You might check if switching from pdftotext to PDFKit (or vice versa, see PDF & PS preferences) will make a difference.

mattmc · November 19, 2008, 3:41pm

I’m getting the same problem but with all pdf scans and imports. Whether it is documents that have images and text, or just text - the log panel says there is ‘no text’ under the info column. I use a ScanSnap 500. I also have IrisScan installed 2 (not sure if that would make a difference).

I’ve tried selecting different indexing methods (pdftotext and PDFKit) but the same keeps happening. I’m not sure what else to try!

rcarlan · November 19, 2008, 10:23pm

I encountered this problem only with one particular PDF (thus far). There was nothing special about this PDF, as far as I could ascertain. It wasn’t protected in any way, and it wasn’t any larger than other PDFs which I imported without problems. Also, its content was similar to other PDFs that imported OK.

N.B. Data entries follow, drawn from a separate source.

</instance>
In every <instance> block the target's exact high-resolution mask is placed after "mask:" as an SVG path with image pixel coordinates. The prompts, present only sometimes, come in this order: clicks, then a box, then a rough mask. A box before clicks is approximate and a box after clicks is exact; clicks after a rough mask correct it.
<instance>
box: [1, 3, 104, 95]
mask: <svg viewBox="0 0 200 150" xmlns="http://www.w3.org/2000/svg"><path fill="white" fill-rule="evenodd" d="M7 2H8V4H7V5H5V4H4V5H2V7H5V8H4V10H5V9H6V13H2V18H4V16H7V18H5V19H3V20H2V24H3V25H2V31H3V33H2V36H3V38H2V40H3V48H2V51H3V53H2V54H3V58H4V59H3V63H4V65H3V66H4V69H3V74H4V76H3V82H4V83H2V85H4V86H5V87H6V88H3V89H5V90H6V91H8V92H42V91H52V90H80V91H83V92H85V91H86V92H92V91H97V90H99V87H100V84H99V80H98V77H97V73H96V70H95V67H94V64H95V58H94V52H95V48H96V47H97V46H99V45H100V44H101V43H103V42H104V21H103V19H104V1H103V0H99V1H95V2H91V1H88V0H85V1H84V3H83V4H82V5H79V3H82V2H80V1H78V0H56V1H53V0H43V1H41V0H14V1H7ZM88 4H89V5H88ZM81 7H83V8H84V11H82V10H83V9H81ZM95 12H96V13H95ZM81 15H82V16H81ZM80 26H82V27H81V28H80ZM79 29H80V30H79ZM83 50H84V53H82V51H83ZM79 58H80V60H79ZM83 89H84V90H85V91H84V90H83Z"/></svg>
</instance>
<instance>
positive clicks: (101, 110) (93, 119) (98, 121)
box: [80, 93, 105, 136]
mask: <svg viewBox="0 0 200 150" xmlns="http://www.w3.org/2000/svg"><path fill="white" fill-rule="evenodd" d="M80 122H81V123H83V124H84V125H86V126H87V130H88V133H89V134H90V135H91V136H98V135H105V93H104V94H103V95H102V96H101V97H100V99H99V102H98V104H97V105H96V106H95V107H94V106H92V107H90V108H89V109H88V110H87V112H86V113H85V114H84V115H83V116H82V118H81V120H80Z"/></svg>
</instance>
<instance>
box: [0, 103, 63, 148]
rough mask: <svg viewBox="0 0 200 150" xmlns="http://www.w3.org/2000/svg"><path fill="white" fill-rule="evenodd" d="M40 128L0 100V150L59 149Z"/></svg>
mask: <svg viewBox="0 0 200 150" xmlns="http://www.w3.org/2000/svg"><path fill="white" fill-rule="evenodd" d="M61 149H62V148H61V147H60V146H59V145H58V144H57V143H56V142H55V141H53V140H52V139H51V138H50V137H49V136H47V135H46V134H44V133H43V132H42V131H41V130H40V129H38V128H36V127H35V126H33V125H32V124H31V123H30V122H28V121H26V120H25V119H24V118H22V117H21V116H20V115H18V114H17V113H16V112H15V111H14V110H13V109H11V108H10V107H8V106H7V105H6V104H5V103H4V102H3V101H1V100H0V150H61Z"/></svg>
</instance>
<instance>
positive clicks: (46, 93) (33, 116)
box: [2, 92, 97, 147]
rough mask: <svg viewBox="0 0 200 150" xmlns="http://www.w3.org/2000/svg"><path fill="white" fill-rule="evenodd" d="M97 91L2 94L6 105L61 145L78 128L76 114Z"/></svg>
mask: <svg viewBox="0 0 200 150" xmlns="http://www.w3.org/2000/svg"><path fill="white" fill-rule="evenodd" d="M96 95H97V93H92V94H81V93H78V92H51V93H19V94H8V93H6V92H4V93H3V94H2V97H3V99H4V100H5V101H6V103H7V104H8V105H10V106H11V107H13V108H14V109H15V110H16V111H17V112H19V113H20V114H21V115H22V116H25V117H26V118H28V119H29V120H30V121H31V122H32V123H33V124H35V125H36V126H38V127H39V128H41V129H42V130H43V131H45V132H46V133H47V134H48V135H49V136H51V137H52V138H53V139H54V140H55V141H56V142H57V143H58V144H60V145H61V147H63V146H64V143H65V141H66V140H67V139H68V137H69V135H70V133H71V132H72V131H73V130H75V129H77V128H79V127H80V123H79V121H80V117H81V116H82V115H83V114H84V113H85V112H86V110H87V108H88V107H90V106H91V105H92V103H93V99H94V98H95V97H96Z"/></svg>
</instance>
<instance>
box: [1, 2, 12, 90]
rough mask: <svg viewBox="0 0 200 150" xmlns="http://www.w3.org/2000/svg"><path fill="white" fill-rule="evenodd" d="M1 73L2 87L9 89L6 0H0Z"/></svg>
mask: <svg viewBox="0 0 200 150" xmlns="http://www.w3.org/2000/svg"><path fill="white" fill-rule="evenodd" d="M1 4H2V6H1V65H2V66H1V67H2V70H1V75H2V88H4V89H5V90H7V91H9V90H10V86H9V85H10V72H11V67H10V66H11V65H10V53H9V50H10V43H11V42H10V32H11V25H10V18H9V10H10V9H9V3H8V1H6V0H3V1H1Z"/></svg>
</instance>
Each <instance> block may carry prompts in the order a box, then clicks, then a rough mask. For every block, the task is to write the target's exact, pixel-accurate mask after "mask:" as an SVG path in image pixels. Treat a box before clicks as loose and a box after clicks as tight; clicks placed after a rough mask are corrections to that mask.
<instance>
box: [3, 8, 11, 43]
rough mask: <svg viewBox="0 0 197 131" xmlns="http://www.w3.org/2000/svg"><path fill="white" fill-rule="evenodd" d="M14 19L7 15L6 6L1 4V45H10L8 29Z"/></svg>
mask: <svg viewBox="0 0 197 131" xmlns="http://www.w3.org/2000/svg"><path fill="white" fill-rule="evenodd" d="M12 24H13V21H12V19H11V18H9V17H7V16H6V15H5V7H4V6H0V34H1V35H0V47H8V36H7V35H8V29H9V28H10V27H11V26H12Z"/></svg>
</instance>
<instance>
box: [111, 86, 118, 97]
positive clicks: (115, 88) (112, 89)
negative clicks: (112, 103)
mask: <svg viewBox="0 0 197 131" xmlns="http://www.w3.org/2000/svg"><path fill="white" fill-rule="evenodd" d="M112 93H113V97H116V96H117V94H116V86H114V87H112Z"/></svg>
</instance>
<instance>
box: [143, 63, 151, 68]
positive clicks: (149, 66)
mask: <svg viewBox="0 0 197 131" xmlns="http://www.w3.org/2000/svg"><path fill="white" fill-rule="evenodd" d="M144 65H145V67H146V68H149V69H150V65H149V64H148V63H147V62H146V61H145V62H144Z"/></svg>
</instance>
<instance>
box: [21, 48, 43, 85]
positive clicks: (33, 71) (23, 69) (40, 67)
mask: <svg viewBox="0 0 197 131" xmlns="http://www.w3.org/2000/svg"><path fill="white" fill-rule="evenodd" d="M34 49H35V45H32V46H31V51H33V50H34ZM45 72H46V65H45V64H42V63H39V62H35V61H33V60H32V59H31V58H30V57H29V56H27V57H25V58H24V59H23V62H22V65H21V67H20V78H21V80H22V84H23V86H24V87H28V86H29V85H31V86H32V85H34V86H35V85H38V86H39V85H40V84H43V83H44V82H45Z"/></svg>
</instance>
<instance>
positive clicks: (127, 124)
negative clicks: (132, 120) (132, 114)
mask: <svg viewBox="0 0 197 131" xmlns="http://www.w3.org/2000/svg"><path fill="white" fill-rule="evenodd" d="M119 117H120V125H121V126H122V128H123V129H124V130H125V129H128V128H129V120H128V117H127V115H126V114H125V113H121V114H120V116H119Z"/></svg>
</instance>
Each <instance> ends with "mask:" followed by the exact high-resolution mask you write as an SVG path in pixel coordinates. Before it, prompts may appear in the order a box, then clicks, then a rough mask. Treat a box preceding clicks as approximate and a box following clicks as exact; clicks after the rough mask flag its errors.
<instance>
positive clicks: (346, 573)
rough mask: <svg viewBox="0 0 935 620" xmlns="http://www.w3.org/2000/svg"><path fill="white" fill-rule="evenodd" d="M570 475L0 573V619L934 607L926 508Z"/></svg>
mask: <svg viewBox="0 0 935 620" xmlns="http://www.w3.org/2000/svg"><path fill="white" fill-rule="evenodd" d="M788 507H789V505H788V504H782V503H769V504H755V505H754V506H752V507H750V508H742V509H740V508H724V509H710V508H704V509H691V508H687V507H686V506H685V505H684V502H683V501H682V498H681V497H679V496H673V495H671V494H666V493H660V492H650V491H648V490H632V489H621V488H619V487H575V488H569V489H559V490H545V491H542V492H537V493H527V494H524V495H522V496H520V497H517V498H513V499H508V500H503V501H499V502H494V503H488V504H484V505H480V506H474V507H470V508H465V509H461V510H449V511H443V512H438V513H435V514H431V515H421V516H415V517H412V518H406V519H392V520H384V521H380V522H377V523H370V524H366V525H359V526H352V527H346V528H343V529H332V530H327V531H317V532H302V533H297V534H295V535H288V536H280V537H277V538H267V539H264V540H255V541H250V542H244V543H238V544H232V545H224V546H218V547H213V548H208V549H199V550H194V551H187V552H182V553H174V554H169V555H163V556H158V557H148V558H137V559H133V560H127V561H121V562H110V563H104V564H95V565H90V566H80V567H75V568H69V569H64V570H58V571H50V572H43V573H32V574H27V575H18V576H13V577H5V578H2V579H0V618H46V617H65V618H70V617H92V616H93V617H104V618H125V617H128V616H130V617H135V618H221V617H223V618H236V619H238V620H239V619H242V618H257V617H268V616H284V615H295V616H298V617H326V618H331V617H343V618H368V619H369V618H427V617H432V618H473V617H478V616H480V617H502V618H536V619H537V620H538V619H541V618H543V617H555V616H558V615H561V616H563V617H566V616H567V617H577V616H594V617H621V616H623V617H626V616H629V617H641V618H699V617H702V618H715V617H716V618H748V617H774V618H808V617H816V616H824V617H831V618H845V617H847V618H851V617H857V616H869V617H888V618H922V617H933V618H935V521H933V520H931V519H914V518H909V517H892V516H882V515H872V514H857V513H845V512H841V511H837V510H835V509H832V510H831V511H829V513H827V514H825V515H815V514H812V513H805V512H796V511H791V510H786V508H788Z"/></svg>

I followed Christian Grunenberg’s advice and switched from PDFKit to built-in pdftotext. This appeared to fix the problem - i.e. I was able to import the PDF I had difficulties with previously.

For what it’s worth, when using PDFKit, the failure to convert to text seemed related to size and available resources. With no other applications running (immediately after reboot), the import was successful for up to around 100 pages. It did not seem to matter too much which 100 pages - although the actual number of pages that imported successfully would vary slightly with content. With several other applications running (including a VMware Fusion virtual machine), the import failed at around 70 pages - the same 70 pages that would otherwise succeed immediately after reboot.

It seems pdftotext is superior (at least in this regard) to PDFKit.

Btw, are there any disadvantages in using pdftotext as opposed to PDFKit?

Regards,
Radu Carlan

cgrunenberg · November 20, 2008, 8:52am

Sometimes pdftotext is working better, sometimes PDFKit. Although pdftotext was a little bit more reliable, we’ll use only PDFKit starting with v2 (I guess we’ve ironed out all issues).